The general principle of aerobic exercise is that one burns 100 calories per mile of activity, regardless of how slow or fast one walks. Two and a half miles of cycling is equivalent to one mile of walking.

3. Braces

Some individuals get support from the knee sleeves that are available in most stores. Those with arthritis confined to primarily one compartment, either medial or lateral, can benefit from an unloader brace that can be prescribed by any orthopaedist. The unloader brace is Designed to unload the arthritic compartment and move the weight bearing stress to the other compartment. The brace is more effective for those with medial compartment disease (bowlegs) rather than lateral compartment disease. However, it works to some degree for either. It is used only when involved in athletic activities, such as tennis or walking. It does not have to be worn when lifting weights. It is one fairly simple measure that may allow one to extend their recreational activities in racquet sports and skiing.

4. Medications

Almost everyone with degenerative arthritis of any joint is taking some sort of nonsteroidal anti-inflammatory agent. The best over-the-counter medications are Aleve and Ibuprofen. Both are generally effective as anti-inflammatories but can cause some gastrointestinal problems, such as ulcers, if taken over an extended period of time. The Cox-2 inhibitors Vioxx, Celebrex, Bextra and Mobic are currently popular because they produce fewer GI problems.

However, they are more expensive and their anti-inflammatory properties are no better than older medications, such as Motrin and Naprosyn. Many insurance plans now will not pay for the Cox-2 inhibitors unless the individual has shown serious side effects from the sue of the less expensive nonsteriodals.

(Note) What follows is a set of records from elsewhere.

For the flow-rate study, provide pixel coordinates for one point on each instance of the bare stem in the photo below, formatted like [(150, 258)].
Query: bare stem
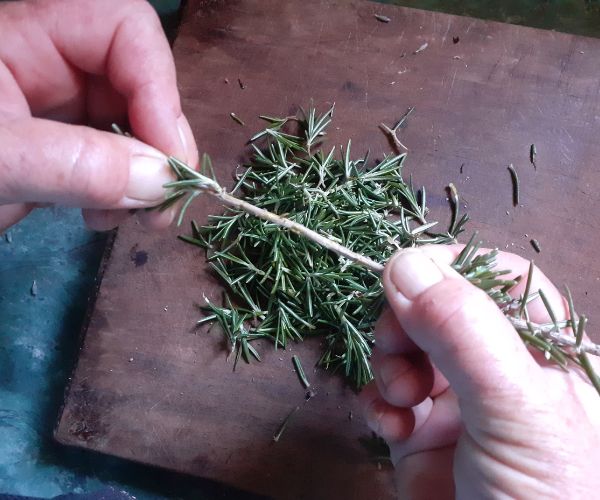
[(324, 241)]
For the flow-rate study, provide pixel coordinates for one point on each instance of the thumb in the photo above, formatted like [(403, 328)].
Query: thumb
[(461, 329), (43, 161)]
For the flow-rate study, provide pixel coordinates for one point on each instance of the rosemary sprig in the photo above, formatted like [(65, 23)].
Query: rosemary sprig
[(320, 277), (343, 217)]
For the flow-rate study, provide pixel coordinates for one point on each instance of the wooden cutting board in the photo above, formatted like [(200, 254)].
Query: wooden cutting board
[(150, 389)]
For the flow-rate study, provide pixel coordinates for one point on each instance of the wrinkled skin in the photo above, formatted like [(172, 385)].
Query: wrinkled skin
[(68, 68), (467, 410)]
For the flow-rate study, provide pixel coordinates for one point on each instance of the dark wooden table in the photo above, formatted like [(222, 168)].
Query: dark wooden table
[(147, 388)]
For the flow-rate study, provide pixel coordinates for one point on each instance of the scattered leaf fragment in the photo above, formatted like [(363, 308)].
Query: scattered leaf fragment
[(421, 48), (382, 19), (237, 119), (532, 155)]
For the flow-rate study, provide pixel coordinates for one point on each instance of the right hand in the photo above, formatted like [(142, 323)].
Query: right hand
[(468, 411)]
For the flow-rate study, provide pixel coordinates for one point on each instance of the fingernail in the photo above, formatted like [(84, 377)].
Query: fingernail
[(147, 176), (181, 122), (413, 272)]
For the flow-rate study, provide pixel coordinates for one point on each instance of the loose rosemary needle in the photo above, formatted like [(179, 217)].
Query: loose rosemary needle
[(515, 182), (321, 277)]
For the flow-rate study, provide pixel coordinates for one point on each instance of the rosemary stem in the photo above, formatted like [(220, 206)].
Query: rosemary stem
[(324, 241), (589, 370), (557, 337)]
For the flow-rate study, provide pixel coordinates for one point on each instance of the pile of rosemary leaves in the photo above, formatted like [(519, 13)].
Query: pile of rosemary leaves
[(285, 288), (303, 241)]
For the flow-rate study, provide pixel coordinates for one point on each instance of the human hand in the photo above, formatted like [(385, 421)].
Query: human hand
[(64, 64), (467, 410)]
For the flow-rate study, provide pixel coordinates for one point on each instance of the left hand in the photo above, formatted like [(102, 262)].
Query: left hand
[(65, 63)]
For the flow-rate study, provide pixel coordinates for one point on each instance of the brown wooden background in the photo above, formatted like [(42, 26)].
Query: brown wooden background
[(148, 389)]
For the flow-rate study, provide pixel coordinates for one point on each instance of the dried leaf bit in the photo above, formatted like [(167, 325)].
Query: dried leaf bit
[(515, 182)]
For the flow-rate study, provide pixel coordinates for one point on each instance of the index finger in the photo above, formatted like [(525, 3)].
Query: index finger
[(391, 338), (120, 39)]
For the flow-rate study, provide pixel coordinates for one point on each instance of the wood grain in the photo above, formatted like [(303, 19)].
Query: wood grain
[(149, 389)]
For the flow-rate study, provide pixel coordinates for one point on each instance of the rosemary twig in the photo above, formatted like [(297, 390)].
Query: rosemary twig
[(515, 181), (300, 372), (289, 287), (284, 424), (237, 119), (532, 155), (392, 133)]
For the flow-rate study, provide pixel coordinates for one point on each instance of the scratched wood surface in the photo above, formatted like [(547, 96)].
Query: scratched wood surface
[(147, 388)]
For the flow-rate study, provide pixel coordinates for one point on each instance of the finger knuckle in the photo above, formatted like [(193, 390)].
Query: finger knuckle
[(95, 174), (451, 301)]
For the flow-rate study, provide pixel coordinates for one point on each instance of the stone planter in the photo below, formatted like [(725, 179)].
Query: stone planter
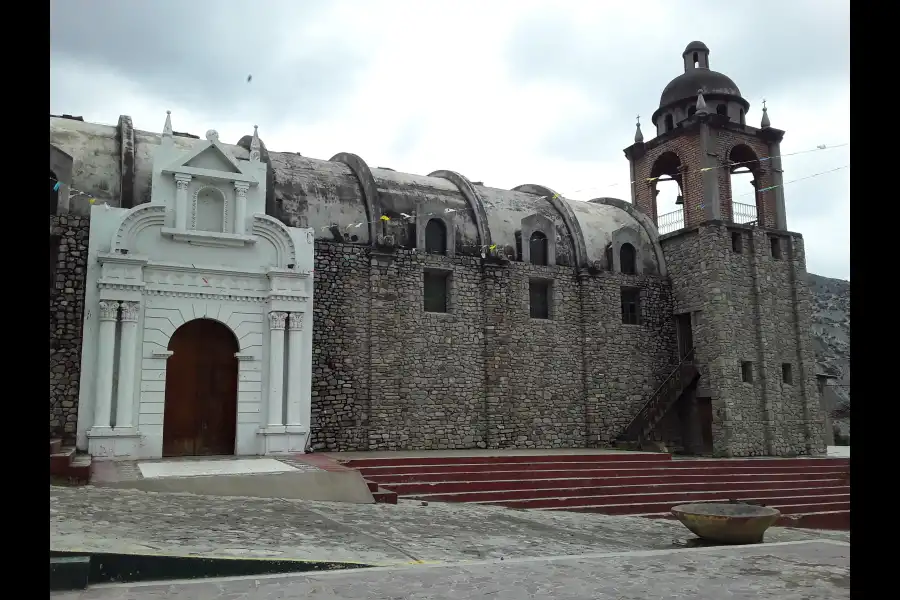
[(727, 523)]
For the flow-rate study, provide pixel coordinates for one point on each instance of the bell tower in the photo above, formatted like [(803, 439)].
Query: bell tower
[(701, 139)]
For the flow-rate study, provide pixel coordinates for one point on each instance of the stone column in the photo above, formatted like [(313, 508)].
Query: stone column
[(297, 391), (106, 342), (181, 204), (276, 367), (127, 348), (240, 208)]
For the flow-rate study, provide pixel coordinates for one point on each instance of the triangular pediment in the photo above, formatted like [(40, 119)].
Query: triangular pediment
[(214, 160), (210, 158)]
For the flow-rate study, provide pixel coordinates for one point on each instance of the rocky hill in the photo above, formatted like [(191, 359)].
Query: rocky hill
[(831, 330)]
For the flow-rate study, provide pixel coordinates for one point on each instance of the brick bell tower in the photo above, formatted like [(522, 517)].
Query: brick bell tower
[(701, 139), (740, 297)]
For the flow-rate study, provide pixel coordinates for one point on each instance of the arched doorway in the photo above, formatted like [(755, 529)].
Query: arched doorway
[(201, 391)]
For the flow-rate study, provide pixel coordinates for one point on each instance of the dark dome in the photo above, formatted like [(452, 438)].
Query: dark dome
[(686, 85)]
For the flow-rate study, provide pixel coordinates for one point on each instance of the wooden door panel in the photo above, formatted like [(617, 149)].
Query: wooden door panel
[(201, 391)]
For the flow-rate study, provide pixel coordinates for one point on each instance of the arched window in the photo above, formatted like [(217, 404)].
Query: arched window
[(436, 237), (537, 246), (54, 194), (627, 259)]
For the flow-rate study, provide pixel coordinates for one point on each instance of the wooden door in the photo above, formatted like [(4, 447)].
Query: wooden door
[(684, 333), (201, 391), (705, 410)]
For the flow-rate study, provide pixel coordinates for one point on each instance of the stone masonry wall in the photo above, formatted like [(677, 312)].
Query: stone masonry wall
[(388, 375), (747, 310), (66, 310)]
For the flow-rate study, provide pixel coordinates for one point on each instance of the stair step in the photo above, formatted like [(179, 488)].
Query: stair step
[(700, 471), (383, 496), (786, 505), (528, 459), (60, 461), (692, 480), (627, 491)]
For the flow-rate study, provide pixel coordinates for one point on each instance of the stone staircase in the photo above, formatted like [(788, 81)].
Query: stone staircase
[(809, 492), (66, 466), (682, 379)]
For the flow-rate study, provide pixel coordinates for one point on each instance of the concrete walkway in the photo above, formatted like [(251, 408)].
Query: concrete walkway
[(791, 571), (131, 521)]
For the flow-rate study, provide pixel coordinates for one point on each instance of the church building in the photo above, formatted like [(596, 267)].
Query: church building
[(212, 299)]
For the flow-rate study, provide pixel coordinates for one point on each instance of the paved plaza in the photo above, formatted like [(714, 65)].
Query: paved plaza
[(437, 550)]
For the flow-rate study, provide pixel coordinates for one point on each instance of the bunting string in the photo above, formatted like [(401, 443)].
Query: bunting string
[(406, 217)]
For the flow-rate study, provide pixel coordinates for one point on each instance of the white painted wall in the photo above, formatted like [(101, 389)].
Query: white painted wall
[(176, 271)]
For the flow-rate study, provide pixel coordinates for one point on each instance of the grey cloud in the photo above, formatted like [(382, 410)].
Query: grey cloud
[(198, 54), (767, 48)]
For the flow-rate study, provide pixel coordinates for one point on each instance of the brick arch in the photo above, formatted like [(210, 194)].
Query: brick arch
[(669, 163), (743, 156)]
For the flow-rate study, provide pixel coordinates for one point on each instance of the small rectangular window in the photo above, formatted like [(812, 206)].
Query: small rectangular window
[(747, 372), (787, 376), (539, 299), (631, 306), (776, 247), (437, 290)]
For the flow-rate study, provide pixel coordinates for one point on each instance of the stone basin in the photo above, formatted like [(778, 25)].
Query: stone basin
[(727, 523)]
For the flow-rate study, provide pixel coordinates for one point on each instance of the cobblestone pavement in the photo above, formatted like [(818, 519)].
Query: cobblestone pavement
[(805, 570), (123, 520)]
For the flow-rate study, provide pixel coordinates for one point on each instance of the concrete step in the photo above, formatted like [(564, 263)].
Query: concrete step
[(501, 485), (619, 491), (618, 471), (787, 505), (383, 496), (60, 461), (677, 497), (505, 458), (835, 519)]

Keep in mind that these medications do not alter the progression of the arthritic process. Although you may have less pain, your arthritis may be getting worse.

5. Supplements

Several supplements are available at any health food store, grocery or pharmacy that may decrease arthritic pain or slow the arthritic process. The most widely known is Glucosamine Chondroitin Sulfate. These substances are part of the building blocks of articular cartilage. There is some scientific evidence that they may actually retard the arthritic process. They can be bought separately but work better when used together. This supplement is generally well tolerated by the stomach, although the Glucosamine has been known to increase one’s resistance to Insulin. The best brand name is Cosamine DS, because it is pharmaceutically pure and is the brand that is being used in all the medical studies.

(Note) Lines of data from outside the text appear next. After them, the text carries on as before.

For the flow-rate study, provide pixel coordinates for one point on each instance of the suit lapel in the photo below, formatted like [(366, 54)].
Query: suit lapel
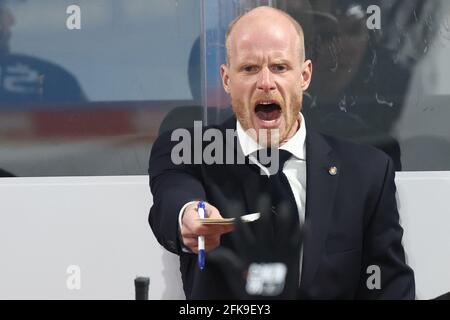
[(321, 187)]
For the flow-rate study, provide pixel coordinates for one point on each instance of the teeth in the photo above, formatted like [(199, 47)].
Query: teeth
[(265, 102)]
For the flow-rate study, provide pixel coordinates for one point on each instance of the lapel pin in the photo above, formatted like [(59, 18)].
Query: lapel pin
[(332, 171)]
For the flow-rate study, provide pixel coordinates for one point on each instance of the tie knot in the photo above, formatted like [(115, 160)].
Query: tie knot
[(268, 157)]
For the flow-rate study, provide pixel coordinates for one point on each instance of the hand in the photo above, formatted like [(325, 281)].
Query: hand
[(191, 228), (265, 263)]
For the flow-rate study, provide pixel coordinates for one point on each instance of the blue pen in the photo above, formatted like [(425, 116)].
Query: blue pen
[(201, 239)]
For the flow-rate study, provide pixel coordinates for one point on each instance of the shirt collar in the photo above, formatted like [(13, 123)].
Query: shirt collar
[(248, 145)]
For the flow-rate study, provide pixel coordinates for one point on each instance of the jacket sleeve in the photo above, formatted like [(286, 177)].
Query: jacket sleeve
[(383, 253), (172, 186)]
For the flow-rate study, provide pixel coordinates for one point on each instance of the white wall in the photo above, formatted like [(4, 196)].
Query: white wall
[(100, 224)]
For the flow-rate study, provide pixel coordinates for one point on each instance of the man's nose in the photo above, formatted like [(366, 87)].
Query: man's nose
[(266, 81)]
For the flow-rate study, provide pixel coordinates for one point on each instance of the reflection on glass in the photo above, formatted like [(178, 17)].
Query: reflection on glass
[(361, 76)]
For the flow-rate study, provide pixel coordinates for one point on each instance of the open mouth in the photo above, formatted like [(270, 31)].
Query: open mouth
[(268, 111)]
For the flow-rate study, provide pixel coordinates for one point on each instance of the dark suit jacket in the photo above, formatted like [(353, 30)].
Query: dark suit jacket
[(352, 220)]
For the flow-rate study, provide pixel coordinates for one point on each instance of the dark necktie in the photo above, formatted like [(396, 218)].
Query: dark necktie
[(284, 207), (282, 197)]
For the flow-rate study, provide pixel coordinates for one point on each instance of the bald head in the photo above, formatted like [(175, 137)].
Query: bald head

Glucosamine Chondroitin is not a quick fix. It most be taken approximately two months before any decrease in pain is noted.

MSM is another supplement found in most health food stores that decreases arthritic symptoms. It is included now in combination with the Glucosamine Chondroitin products.

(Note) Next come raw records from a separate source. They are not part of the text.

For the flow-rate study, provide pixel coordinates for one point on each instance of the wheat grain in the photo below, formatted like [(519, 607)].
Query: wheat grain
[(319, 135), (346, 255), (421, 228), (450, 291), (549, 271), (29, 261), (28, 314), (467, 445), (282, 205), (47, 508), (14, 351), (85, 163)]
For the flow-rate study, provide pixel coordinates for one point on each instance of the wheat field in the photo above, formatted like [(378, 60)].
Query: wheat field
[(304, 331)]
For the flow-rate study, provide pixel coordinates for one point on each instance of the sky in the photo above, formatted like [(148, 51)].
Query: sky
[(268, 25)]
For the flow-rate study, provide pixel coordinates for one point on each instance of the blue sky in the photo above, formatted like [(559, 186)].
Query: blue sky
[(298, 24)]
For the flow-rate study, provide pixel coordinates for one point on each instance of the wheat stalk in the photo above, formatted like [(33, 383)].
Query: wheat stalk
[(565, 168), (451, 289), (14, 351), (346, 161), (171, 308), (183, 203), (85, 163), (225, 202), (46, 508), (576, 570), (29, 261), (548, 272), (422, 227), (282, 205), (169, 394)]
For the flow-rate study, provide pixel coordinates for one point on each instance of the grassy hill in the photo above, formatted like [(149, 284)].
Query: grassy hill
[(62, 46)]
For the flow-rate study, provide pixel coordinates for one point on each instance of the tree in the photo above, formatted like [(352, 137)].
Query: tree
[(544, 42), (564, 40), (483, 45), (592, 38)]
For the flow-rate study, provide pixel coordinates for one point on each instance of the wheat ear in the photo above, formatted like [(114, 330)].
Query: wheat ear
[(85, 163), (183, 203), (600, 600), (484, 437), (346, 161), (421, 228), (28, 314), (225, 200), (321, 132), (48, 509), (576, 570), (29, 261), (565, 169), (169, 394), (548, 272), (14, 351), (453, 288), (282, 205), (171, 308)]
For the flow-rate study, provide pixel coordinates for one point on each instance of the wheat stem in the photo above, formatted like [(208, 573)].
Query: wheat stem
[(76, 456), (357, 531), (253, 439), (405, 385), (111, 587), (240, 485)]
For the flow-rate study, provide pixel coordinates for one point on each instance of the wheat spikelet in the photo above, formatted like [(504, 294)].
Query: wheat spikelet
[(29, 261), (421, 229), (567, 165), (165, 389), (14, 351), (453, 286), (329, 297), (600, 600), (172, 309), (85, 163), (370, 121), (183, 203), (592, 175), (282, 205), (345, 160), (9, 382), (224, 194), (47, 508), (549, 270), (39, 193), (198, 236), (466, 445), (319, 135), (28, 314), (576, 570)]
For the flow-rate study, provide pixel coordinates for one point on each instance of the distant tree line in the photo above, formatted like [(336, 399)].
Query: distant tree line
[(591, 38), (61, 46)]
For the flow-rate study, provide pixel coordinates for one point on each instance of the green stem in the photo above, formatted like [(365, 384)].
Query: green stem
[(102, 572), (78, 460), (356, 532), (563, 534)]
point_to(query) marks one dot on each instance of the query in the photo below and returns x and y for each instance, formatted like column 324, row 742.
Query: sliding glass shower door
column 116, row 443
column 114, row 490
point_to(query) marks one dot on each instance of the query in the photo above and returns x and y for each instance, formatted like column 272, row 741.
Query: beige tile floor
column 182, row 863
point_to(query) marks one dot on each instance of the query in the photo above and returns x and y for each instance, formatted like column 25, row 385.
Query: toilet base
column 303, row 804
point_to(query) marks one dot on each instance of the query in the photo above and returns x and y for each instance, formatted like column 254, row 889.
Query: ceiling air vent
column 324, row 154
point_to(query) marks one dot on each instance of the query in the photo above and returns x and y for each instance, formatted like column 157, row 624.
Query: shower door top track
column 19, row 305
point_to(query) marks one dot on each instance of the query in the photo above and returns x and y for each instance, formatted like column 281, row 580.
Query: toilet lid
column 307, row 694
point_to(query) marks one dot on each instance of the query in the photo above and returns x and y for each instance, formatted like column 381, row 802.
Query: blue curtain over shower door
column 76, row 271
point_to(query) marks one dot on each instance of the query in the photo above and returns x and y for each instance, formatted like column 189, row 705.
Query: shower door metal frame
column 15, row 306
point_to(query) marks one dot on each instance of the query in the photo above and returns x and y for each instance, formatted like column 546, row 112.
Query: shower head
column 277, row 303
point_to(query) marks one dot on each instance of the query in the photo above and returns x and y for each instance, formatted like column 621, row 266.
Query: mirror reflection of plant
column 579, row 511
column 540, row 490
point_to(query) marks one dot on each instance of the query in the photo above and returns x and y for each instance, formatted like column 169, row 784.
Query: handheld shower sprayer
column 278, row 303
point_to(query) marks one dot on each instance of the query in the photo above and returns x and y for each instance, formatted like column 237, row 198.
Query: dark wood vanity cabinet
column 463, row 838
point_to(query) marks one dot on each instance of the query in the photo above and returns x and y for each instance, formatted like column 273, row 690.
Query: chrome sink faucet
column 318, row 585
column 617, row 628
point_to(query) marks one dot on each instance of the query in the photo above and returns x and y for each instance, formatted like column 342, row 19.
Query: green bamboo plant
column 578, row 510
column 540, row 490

Omega 3 Oils are also readily available and effective for a multitude of reasons, both to decrease heart disease and joint pain.

6. Injections

Hyaluronic Acid (Trade names: Synvisc and Hyalgan) is a high molecular weight dextran that may relieve arthritic joint pain. Three injections into the joint over a two week period are felt to work by increasing the viscosity of the synovial flulid making it more slippery, as well as having some anti-inflammatory effect. It is moderately expensive and can be used every six months if it is effective. As with other medications, Synvisc and Hyalgan are more effective when the arthritis is not too advanced.

Cortisone is a powerful anti-inflammatory injected by physicians into painful arthritic joints. It is effective in helping relieve an acute flare-up of a degenerative process, particularly when there is synovitis or water on the knee. It is generally best not to inject a single joint more than three to four times in a year.


The healthy lifestyle, including exercise and diet, while not curing degenerative arthritis, will at least help you cope with it.